Regional Gardening Reports :: National Gardening Association

Coastal and Tropical South

August, 2011
Regional Report

Plan to Plant

Do the soil work ahead of planting trees and shrubs in the coming months. Take advantage of the days following a rainy patch to dig up native soils and amend them with small amounts of organic matter. This practice will benefit all soils, whether heavy or sandy. Use a tarp to make the task easier. Lay it out next to the spot where you want a tree or shrub, and dig a hole slightly larger than the root ball you expect to plant. Put that soil on the tarp and add one-third or one-quarter its volume in ground bark. Mix it together well and return it to the hole. If wet weather is expected, cover the area with the tarp so it can be planted at your convenience. Even in an existing bed, this practice gets new additions off to a great start.

Divide and Replant

We have great latitude in the timing of many garden chores, including caring for perennials, but some are best divided in summer to give them time to get re-established for next year. Shasta daisies will overgrow their space and stop flowering if not divided every other year. Wait until the third year to divide Louisiana Iris, Easter lily, canna, liriope, ajuga, and gerber daisy.

Lime for Spinach

Spinach planted next month will produce abundantly in a big pot, wide bed, or in a row if you add a sprinkling of lime to the soil now.

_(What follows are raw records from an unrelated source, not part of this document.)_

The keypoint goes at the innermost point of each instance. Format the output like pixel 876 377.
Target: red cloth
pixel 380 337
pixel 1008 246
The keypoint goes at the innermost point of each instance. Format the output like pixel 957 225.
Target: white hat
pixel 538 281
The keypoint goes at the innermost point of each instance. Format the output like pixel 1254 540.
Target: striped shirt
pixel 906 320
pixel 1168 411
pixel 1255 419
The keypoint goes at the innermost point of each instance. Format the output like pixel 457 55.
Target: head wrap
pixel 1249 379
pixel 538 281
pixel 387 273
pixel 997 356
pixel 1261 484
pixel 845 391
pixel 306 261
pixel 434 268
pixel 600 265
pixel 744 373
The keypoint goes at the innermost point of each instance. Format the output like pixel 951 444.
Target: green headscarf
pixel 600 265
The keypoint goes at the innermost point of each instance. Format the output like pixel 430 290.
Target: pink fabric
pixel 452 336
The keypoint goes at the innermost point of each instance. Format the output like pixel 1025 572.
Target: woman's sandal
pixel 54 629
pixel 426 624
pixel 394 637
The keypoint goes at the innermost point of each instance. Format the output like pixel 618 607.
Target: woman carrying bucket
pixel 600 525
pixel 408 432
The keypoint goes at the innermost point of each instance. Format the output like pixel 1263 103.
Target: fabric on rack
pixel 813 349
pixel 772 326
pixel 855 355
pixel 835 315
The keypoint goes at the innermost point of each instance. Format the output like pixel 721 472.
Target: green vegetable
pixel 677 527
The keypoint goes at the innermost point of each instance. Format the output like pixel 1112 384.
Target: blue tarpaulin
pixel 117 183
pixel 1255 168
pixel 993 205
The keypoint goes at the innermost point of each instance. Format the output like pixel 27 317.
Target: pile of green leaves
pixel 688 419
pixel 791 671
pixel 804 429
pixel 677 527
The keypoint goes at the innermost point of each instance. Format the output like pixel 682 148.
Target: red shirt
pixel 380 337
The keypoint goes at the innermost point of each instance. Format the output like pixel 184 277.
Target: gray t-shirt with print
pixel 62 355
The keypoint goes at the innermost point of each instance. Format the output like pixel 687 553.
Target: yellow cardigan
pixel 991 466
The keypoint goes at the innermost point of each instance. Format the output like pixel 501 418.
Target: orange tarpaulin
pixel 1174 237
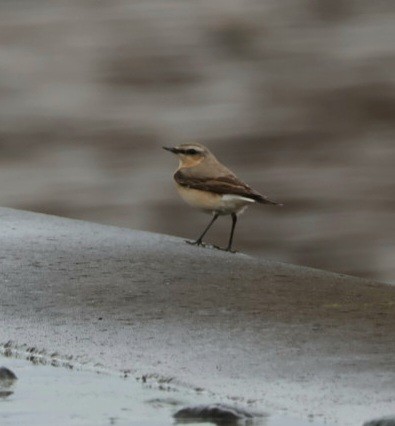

Use horticulture or garden lime, not hydrated lime, for this purpose. Use about 1 pound of lime to 50 square feet of garden row, or a space 5 feet wide and 10 feet long. Work it into the top couple of inches of the soil, water well, and wait three weeks before planting. Set out small transplants and sow seeds between them at the same time for a prolonged harvest.

Care for Flowers

The blue and purple salvias peak now, along with candelabra tree and fall asters. To keep them longer in the vase, cut long stems that can be recut regularly as you change the water. Strip the leaves off of any stem that touches water to prolong life. Even wet summers seem to have a dry week while the seed pods on these plants and many others are ripening. To prepare to save seed, let them remain as long as possible on the plant for the healthiest seeds. If rain threatens and the pods are not ripe, cut long stems and hang them upside down inside to dry.

Get Ready for Grasses

St. Augustine, Bermuda, and Buffalo grass are the best known warm season lawns, and the last part of August is a good time to plant seed or sod. Whether you are putting in a new lawn or have plans to repair an old one, soil preparation done now makes the difference later. Till and rake the area very well until it is smooth and level with an appropriate slight slope away from the house and structures. Clear out all the weeds and cover with a tight clear plastic sheet until you are ready to plant.